In 1875, a presidential executive order withdrew lands from the federal domain, setting aside a number of small reservations, including the Capitan Grande Reservation from which the Viejas Band descended. Capitan Grande, patented in 1891, included portions of ancestral land of the Los Coñejos Band. In 1853, other Indians from Mission San Diego were given permission to locate on Capitan Grande by the federal Indian agent at the time. Over the years, other Indians were placed there, as well.
As the non-Indian population grew, demand for water increased. The city of San Diego built Lake Cuyamaca, laying its flume through the Capitan Grande Reservation and taking most of the San Diego River water originally used by the Kumeyaay.

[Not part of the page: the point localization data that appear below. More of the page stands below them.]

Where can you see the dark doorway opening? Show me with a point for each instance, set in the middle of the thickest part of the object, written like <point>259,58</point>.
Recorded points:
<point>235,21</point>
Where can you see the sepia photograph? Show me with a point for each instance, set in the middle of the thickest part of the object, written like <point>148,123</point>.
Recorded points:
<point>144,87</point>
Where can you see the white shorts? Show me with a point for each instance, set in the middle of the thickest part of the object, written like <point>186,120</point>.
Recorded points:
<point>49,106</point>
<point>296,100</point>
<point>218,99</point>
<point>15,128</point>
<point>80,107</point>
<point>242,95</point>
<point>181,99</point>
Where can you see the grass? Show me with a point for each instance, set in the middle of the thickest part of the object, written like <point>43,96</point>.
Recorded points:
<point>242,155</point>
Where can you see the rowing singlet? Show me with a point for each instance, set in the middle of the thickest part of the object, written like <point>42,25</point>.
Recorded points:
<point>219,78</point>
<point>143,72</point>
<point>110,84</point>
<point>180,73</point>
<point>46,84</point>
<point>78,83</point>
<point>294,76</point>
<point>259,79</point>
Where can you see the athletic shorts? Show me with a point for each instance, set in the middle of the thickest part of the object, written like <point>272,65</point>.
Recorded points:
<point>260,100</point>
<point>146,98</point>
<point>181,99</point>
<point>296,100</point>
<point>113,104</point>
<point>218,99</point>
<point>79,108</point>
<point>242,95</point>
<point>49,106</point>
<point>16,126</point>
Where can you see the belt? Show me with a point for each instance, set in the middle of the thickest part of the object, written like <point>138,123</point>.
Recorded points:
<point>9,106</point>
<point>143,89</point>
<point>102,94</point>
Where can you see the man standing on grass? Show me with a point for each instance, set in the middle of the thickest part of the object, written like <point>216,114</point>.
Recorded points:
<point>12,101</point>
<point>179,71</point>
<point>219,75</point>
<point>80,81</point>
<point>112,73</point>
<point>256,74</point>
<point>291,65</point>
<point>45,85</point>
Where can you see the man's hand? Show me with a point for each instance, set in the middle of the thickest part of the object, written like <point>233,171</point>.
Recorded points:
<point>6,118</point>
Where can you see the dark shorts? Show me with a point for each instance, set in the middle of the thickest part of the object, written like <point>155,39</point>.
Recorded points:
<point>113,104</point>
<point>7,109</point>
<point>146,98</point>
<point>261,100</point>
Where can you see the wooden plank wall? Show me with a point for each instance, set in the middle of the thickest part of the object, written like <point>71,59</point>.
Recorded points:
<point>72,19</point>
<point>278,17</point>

This left them only a small share from the city’s flume, resulting in crop losses on Indian farms. The city later decided to dam the river and take all of the water by creating El Capitan Reservoir. The Kumeyaay protested, but, at the wishes of land speculators and unknown to the Indians, Congress granted the city permission to purchase the heart of the Capitan Grande Reservation, where many Kumeyaay had built homes. From the proceeds of this forced “sale” of lands, some of the valley’s inhabitants, the Coapan Band, or Capitan Grande, bought Barona Valley and are now known as the Barona Band of Mission Indians.
A group of 28 families, including members of the Los Coñejos Band, purchased the Viejas Valley land (once a ranch owned by Baron Long) and incorporated the name Viejas. A few other families bought private individual property with their compensation. After the move, the Viejas and Barona Bands were denied their water rights and each valley became solely dependent on meager supplies of rainfall and groundwater until the issue was resolved by court action.
Today, membership in the Viejas Band of Kumeyaay Indians is determined by direct descent from the families forced from Capitan Grande who pooled their shares of dam-site purchase money to buy Viejas Valley. The Viejas band continues to share a joint-trust patent with the Barona Band for the 15,000 remaining acres of the Capitan Grande Reservation.
Today, the Viejas Band of Kumeyaay Indians works to maintain their culture and sovereignty, and owns and operates Viejas Casino & Resort, Viejas Outlets, and Ma-Tar-Awa Recreational Vehicle Park.